Skip to content

NCDE

lerax.policy.NCDEActorCriticPolicy

Bases: AbstractActorCriticPolicy[NCDEPolicyState, ActType, ObsType, MaskType]

Actor–critic with a shared MLPNeuralCDE encoder and MLP heads.

Acts by encoding observations with a Neural CDE, then passing the encoded features to separate MLPs to produce action distributions and value estimates.

Attributes:

Name Type Description
name str

Name of the policy class.

action_space AbstractSpace[ActType, MaskType]

The action space of the environment.

observation_space AbstractSpace[ObsType, Any]

The observation space of the environment.

encoder MLPNeuralCDE

Neural CDE to encode observations into features.

value_head MLP

MLP to produce value estimates from features.

action_head ActionLayer

MLP to produce action distributions from features.

Parameters:

Name Type Description Default
env AbstractEnvLike[StateType, ActType, ObsType, MaskType]

The environment to create the policy for.

required
solver diffrax.AbstractSolver | None

Diffrax solver to use for the Neural CDE.

None
feature_size int

Size of the feature representation.

4
latent_size int

Size of the latent state in the Neural CDE.

4
field_width int

Width of the hidden layers in the Neural CDE vector field.

8
field_depth int

Depth of the hidden layers in the Neural CDE vector field.

1
initial_width int

Width of the hidden layers in the Neural CDE initial network.

16
initial_depth int

Depth of the hidden layers in the Neural CDE initial network.

1
value_width int

Width of the hidden layers in the value head.

16
value_depth int

Depth of the hidden layers in the value head.

1
action_width int

Width of the hidden layers in the action head.

16
action_depth int

Depth of the hidden layers in the action head.

1
history_length int

Number of past observations to condition on.

4
dt float

Time step between observations for the Neural CDE.

1.0
log_std_init float

Initial log standard deviation for continuous action spaces.

0.0
key Key

JAX PRNG key for parameter initialization.

required

name class-attribute

name: str = 'NCDEActorCriticPolicy'

action_space instance-attribute

action_space: AbstractSpace[ActType, MaskType] = (
    env.action_space
)

observation_space instance-attribute

observation_space: AbstractSpace[ObsType, Any] = (
    env.observation_space
)

encoder instance-attribute

encoder: MLPNeuralCDE = MLPNeuralCDE(
    in_size=self.observation_space.flat_size,
    latent_size=latent_size,
    solver=solver,
    field_width=field_width,
    field_depth=field_depth,
    initial_width=initial_width,
    initial_depth=initial_depth,
    time_in_input=False,
    history_length=history_length,
    key=enc_key,
)

value_head instance-attribute

value_head: MLP = MLP(
    in_size=latent_size,
    out_size="scalar",
    width_size=value_width,
    depth=value_depth,
    key=val_key,
)

action_head instance-attribute

action_head: ActionLayer = ActionLayer(
    self.action_space,
    feature_size,
    action_width,
    action_depth,
    key=act_key,
    log_std_init=log_std_init,
)

dt class-attribute instance-attribute

dt: float = float(dt)

serialize

serialize(
    path: str | Path, no_suffix: bool = False
) -> None

Serialize the model to the specified path.

Parameters:

Name Type Description Default
path str | Path

The path to serialize to.

required
no_suffix bool

If True, do not append the ".eqx" suffix

False

deserialize classmethod

deserialize[**Params, ClassType](
    path: str | Path,
    *args: Params.args,
    **kwargs: Params.kwargs,
) -> ClassType

Deserialize the model from the specified path.
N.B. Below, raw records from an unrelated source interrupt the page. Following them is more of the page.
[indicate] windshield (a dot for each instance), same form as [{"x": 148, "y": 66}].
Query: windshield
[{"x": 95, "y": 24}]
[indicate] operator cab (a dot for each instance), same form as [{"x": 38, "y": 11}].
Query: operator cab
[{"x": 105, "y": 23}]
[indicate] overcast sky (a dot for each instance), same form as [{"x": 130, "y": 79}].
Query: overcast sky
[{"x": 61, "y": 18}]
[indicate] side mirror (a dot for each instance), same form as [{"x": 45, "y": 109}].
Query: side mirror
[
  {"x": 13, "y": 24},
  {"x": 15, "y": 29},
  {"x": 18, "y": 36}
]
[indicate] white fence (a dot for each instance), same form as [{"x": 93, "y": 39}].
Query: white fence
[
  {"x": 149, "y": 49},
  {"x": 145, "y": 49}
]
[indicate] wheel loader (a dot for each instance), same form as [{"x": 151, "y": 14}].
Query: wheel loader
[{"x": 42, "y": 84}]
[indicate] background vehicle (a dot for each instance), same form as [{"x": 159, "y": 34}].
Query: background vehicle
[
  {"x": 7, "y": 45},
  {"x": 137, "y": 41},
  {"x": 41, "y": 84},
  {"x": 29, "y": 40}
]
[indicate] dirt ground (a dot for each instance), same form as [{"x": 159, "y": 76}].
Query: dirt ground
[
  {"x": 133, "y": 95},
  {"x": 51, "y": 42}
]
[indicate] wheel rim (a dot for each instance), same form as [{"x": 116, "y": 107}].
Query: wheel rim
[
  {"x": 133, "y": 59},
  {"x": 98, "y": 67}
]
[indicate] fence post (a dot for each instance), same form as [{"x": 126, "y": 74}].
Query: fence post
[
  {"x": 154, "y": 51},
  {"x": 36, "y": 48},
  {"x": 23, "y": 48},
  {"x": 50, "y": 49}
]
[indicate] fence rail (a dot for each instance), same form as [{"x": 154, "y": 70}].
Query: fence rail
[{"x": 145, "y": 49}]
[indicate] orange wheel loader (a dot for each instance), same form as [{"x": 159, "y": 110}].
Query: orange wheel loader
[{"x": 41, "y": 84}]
Must provide any additional arguments required by the class constructor.

Parameters:

Name Type Description Default
path str | Path

The path to deserialize from.

required
*args Params.args

Additional arguments to pass to the class constructor

()
**kwargs Params.kwargs

Additional keyword arguments to pass to the class constructor

{}

Returns:

Type Description
ClassType

The deserialized model.

__init__

__init__[StateType: AbstractEnvLikeState](
    env: AbstractEnvLike[
        StateType, ActType, ObsType, MaskType
    ],
    *,
    solver: diffrax.AbstractSolver | None = None,
    feature_size: int = 4,
    latent_size: int = 4,
    field_width: int = 8,
    field_depth: int = 1,
    initial_width: int = 16,
    initial_depth: int = 1,
    value_width: int = 16,
    value_depth: int = 1,
    action_width: int = 16,
    action_depth: int = 1,
    history_length: int = 4,
    dt: float = 1.0,
    log_std_init: float = 0.0,
    key: Key,
)

_step_encoder

_step_encoder(
    state: NCDEPolicyState, obs: ObsType
) -> tuple[NCDEPolicyState, Float[Array, " feat"]]

reset

reset(*, key: Key) -> NCDEPolicyState

__call__

__call__(
    state: NCDEPolicyState,
    observation: ObsType,
    *,
    key: Key | None = None,
    action_mask: MaskType | None = None,
) -> tuple[NCDEPolicyState, ActType]

action_and_value

action_and_value(
    state: NCDEPolicyState,
    observation: ObsType,
    *,
    key: Key,
    action_mask: MaskType | None = None,
) -> tuple[
    NCDEPolicyState,
    ActType,
    Float[Array, ""],
    Float[Array, ""],
]

evaluate_action

evaluate_action(
    state: NCDEPolicyState,
    observation: ObsType,
    action: ActType,
    *,
    action_mask: MaskType | None = None,
) -> tuple[
    NCDEPolicyState,
    Float[Array, ""],
    Float[Array, ""],
    Float[Array, ""],
]

value

value(
    state: NCDEPolicyState, observation: ObsType
) -> tuple[NCDEPolicyState, Float[Array, ""]]